On Wed, Jan 08, 2025 at 08:22:07PM +0100, Jonas Oberhauser wrote:
Am 1/8/2025 um 7:47 PM schrieb Alan Stern:
On Wed, Jan 08, 2025 at 06:33:05PM +0100, Jonas Oberhauser wrote:
Am 1/7/2025 um 5:09 PM schrieb Alan Stern:
Is this really valid? In the example above, if there were no other
references to a or b in the rest of the program, the compiler could
eliminate them entirely.
In the example above, this is not possible, because the address of a/b have
escaped the function and are not deallocated before synchronization happens.
Therefore the compiler must assume that a/b are accessed inside the compiler
barrier.
I'm not quite sure what you mean by that, but if the compiler has access
to the entire program and can do a global analysis then it can recognize
cases where accesses that may seem to be live aren't really.
Even for trivial enough cases where the compiler has access to all the
source, compiler barriers should be opaque to the compiler.
Since it is opaque,
*a = 1;
compiler_barrier();
might as well be
*a = 1;
*d = *a; // *d is in device memory
and so in my opinion the compiler needs to ensure that the value of *a right
before the compiler barrier is 1.
Of course, only if the address of *a could be possibly legally known to the
opaque code in the compiler barrier.
What do you mean by "opaque code in the compiler barrier"? The
compiler_barrier() instruction doesn't generate any code at all; it
merely directs the compiler not to carry any knowledge about values
stored in memory from one side of the barrier to the other.
Note that it does _not_ necessarily prevent the compiler from carrying
knowledge that a memory location is unused from one side of the barrier
to the other.
However, I admit this objection doesn't really apply to Linux kernel
programming.
(Whether the result could count as OOTA is
open to question, but that's not the point.) Is it not possible that a
compiler might find other ways to defeat your intentions?
The main point (which I already mentioned in the previous e-mail) is if the
object is deallocated without synchronization (or never escapes the function
in the first place).
And indeed, any such case renders the added rule unsound. It is in a sense
unrelated to OOTA; cases where the load/store can be elided are never OOTA.
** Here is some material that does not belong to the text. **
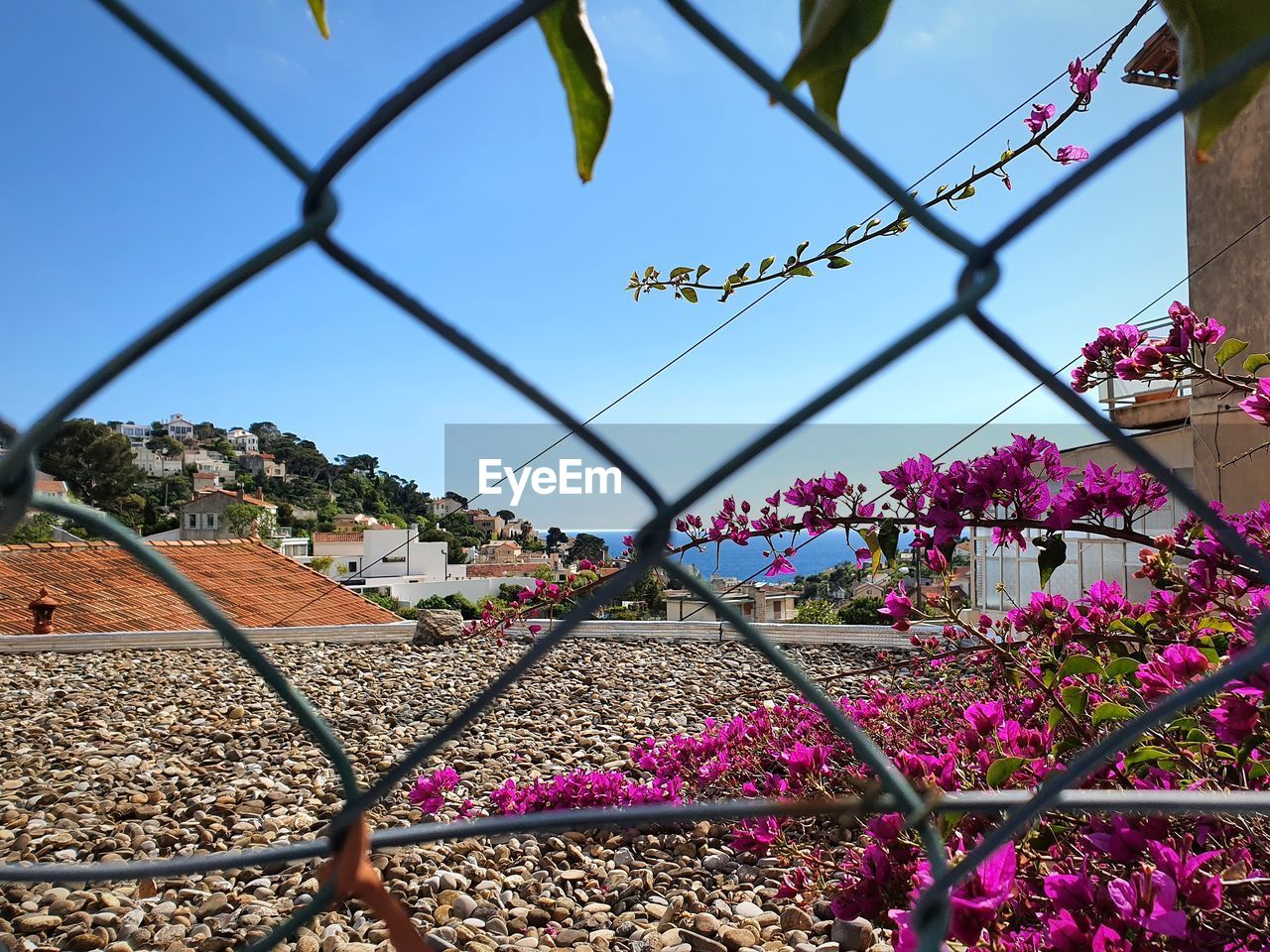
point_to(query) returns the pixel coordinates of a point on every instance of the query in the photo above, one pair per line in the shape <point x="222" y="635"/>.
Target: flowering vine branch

That is a matter of definition. In our paper, Paul and I described
instances of OOTA in which all the accesses have been optimized away as
"trivial".
Yes, by OOTA I mean a rwdep;rfe cycle.
In the absence of data races, such a cycle can't be optimized away because
it is created with volatile/compiler-barrier-protected accesses.
That wasn't true in the C++ context of the paper Paul and I worked on.
Of course, C++ is not our current context here.
What I was trying to get at above is that compiler-barrier protection
does not necessarily guarantee that non-volatile accesses can't be
optimized away. (However, it's probably safe for us to make such an
assumption here.)
It seems the ideal solution is to let Live be defined by the tools, which
should keep up with or exceed the analysis done by state-of-art compilers.
I don't think it works that way in practice. :-)